É importante, também, entendermos que a fé é um dom que recebemos. Paulo exorta Timóteo, a guardar o “precioso depósito”, expressão que indica o conteúdo da fé. Timóteo deve ser o guardião da fé que recebeu de outrem, porque esta, com todo o seu conteúdo, não é mera criação humana, mas dom de Deus. Nós somos chamados a guardar a fé e a transmitirmos a outros a mesma fé, com todo o seu conteúdo doutrinário, em sua integridade, sem acrescentar nada de nosso, porque já estaríamos deturpando, assim, a própria fé. O nosso trabalho de servos é guardar e transmitir a fé.
Este último aspecto conecta os vv. 5-6 com a parábola dos vv. 7-10. Depois de responder ao pedido dos apóstolos, Jesus lhes dá um ensinamento sobre o papel do servo, e o faz com uma imagem típica do seu tempo. A parábola traz duas “perguntas retóricas”, ou seja, perguntas cuja resposta já é bem conhecida pela audiência de Lucas: “Se algum de vós tem um empregado que trabalha a terra ou cuida dos animais, por acaso vai dizer-lhe, quando ele volta do campo: ‘Vem depressa para a mesa’?” A resposta é clara: “Não!” Naquela situação histórica era comum que o servo voltasse do campo, servisse o patrão e somente depois se sentasse para comer. A segunda pergunta também já tem uma resposta conhecida dos ouvintes/leitores de Lucas: nenhum patrão vai agradecer ao empregado por ter cumprido sua função, foi fez apenas o que devia fazer.

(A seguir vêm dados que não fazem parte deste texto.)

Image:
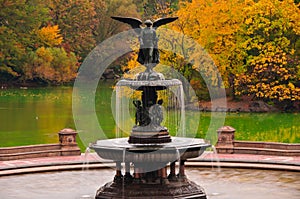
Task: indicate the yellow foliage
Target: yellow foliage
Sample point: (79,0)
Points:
(50,35)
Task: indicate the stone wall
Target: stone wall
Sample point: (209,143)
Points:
(67,146)
(228,145)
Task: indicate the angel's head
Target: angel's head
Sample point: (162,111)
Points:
(148,23)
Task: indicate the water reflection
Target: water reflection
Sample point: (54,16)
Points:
(34,116)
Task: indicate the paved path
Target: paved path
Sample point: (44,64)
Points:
(92,161)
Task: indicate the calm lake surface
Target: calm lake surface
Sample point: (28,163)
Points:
(36,115)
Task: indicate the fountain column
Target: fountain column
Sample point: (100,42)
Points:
(127,176)
(181,174)
(118,177)
(172,175)
(164,179)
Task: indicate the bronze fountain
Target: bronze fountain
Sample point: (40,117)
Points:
(150,156)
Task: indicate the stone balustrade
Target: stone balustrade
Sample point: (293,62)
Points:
(228,145)
(67,146)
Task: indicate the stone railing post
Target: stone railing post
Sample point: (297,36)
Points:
(225,139)
(67,141)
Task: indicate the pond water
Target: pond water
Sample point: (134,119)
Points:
(226,184)
(35,115)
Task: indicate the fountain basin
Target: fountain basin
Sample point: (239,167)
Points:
(120,150)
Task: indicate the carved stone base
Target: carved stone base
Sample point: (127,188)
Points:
(182,190)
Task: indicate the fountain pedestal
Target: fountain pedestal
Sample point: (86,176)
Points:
(146,169)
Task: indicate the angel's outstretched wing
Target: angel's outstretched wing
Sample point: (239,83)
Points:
(163,21)
(133,22)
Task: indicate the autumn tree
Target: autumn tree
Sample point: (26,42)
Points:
(108,27)
(77,21)
(271,42)
(19,21)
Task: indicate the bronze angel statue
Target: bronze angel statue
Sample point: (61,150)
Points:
(148,53)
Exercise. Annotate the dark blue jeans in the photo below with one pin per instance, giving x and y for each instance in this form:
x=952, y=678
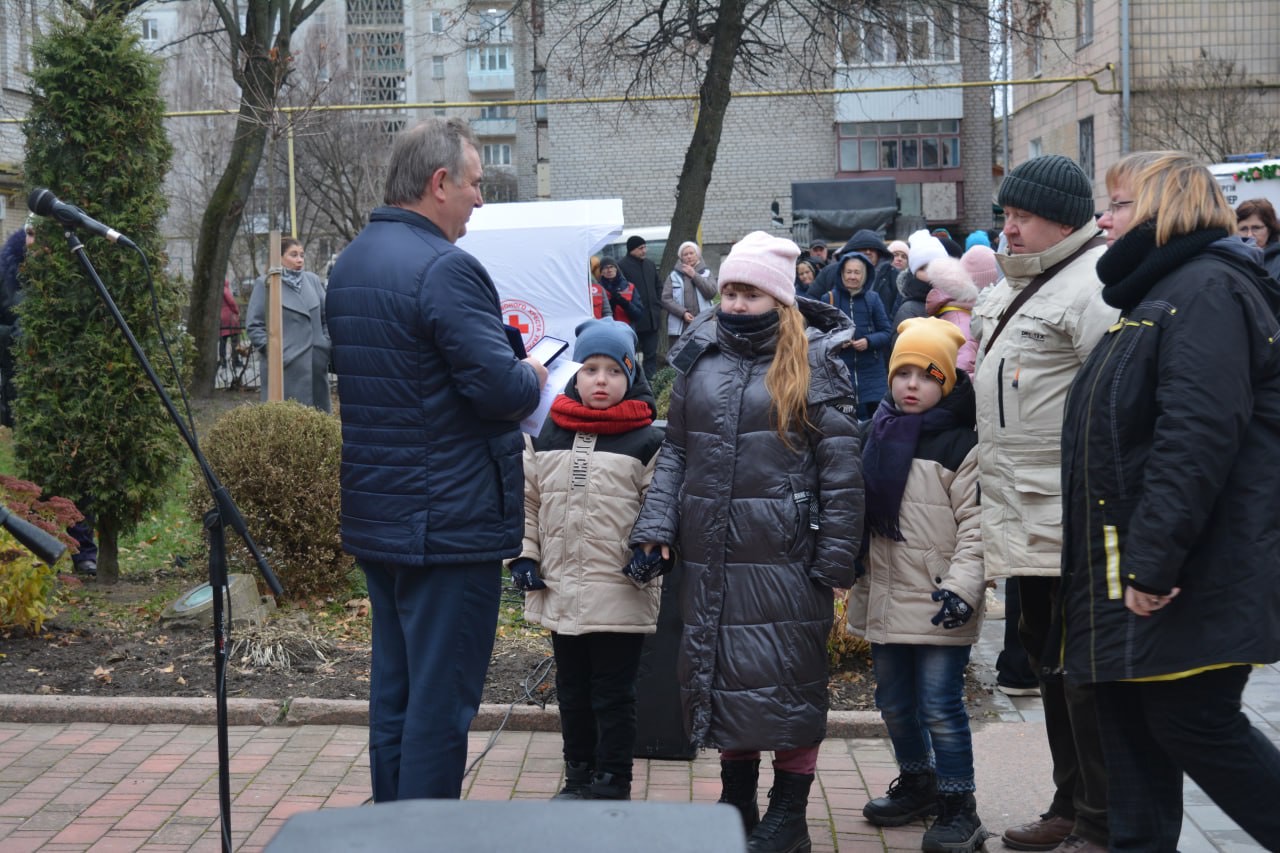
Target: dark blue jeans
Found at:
x=595, y=685
x=1153, y=731
x=919, y=690
x=433, y=637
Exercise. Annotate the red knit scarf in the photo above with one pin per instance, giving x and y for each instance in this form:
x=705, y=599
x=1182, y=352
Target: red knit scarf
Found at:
x=627, y=415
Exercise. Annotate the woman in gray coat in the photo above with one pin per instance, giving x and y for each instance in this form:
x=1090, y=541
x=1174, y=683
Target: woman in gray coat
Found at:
x=759, y=486
x=302, y=328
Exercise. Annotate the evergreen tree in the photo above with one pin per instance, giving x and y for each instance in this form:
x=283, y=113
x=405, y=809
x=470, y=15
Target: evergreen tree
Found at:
x=88, y=423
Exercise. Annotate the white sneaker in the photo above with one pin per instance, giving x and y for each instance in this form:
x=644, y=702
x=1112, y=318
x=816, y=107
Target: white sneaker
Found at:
x=995, y=607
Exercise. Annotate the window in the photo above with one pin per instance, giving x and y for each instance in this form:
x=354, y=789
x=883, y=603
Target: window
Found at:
x=1084, y=137
x=878, y=146
x=496, y=154
x=1083, y=23
x=926, y=35
x=492, y=58
x=539, y=94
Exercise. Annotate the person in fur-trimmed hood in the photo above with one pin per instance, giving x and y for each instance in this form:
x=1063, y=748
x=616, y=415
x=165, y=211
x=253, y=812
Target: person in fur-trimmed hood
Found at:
x=951, y=297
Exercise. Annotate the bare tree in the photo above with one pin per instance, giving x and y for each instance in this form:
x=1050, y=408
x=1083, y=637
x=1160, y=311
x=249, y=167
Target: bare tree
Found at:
x=644, y=48
x=257, y=40
x=1210, y=108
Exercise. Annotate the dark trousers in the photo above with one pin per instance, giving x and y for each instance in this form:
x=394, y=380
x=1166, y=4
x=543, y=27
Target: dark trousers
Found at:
x=1013, y=669
x=595, y=685
x=433, y=637
x=1155, y=731
x=1070, y=719
x=649, y=351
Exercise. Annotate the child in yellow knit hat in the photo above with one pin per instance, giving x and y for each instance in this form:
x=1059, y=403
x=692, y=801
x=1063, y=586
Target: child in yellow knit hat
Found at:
x=919, y=602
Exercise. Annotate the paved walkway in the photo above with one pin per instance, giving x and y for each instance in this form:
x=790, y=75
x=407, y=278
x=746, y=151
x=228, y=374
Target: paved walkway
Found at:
x=72, y=787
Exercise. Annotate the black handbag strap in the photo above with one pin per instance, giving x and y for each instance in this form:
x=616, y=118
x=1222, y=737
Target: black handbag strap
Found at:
x=1033, y=287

Lucas conclui a parábola, no v. 10, aplicando a imagem apresentada à relação dos apóstolos com Jesus: estes são “servos” e não devem esperar uma recompensa por executar sua função de servos. Como servos, devem anunciar com integridade a fé, continuando a missão do próprio Cristo: iluminar os que jazem nas trevas do pecado, reconciliando-os com Deus. Devem ser um sinal da misericórdia do mestre e não devem esperar uma recompensa intramundana por terem realizado tais tarefas. A recompensa virá, mas não neste plano. A recompensa do servo se dará só na vida eterna. Lá sim, a situação se inverterá e o Senhor há de preparar uma mesa para os seus (cf. Lc 12,37).
O serviço do Senhor nos liberta, dá sentido à nossa vida. Por isso, só podemos ser plenamente humanos servindo-o, e isso não é um favor que fazemos a Deus, mas é a realização da nossa própria vida, por isso devemos considerar-nos servos inúteis, que “fizeram o que deveriam fazer, e nada mais”.
Somente o homem de fé pode agir assim, porque sabe que a recompensa pelo seu serviço não está nesse mundo, mas “nas coisas invisíveis” (cf. Hb 11,1). Por isso peçamos hoje ao Espírito que venha sobre nós, para que recebamos o dom da verdadeira fé. Que possamos ver o invisível e nos alegrar com a posse antecipada daquilo o que esperamos, a fim de que caminhando entre as lutas e violências dessa vida, possamos nos dirigir todos juntos, ao “repouso prometido”.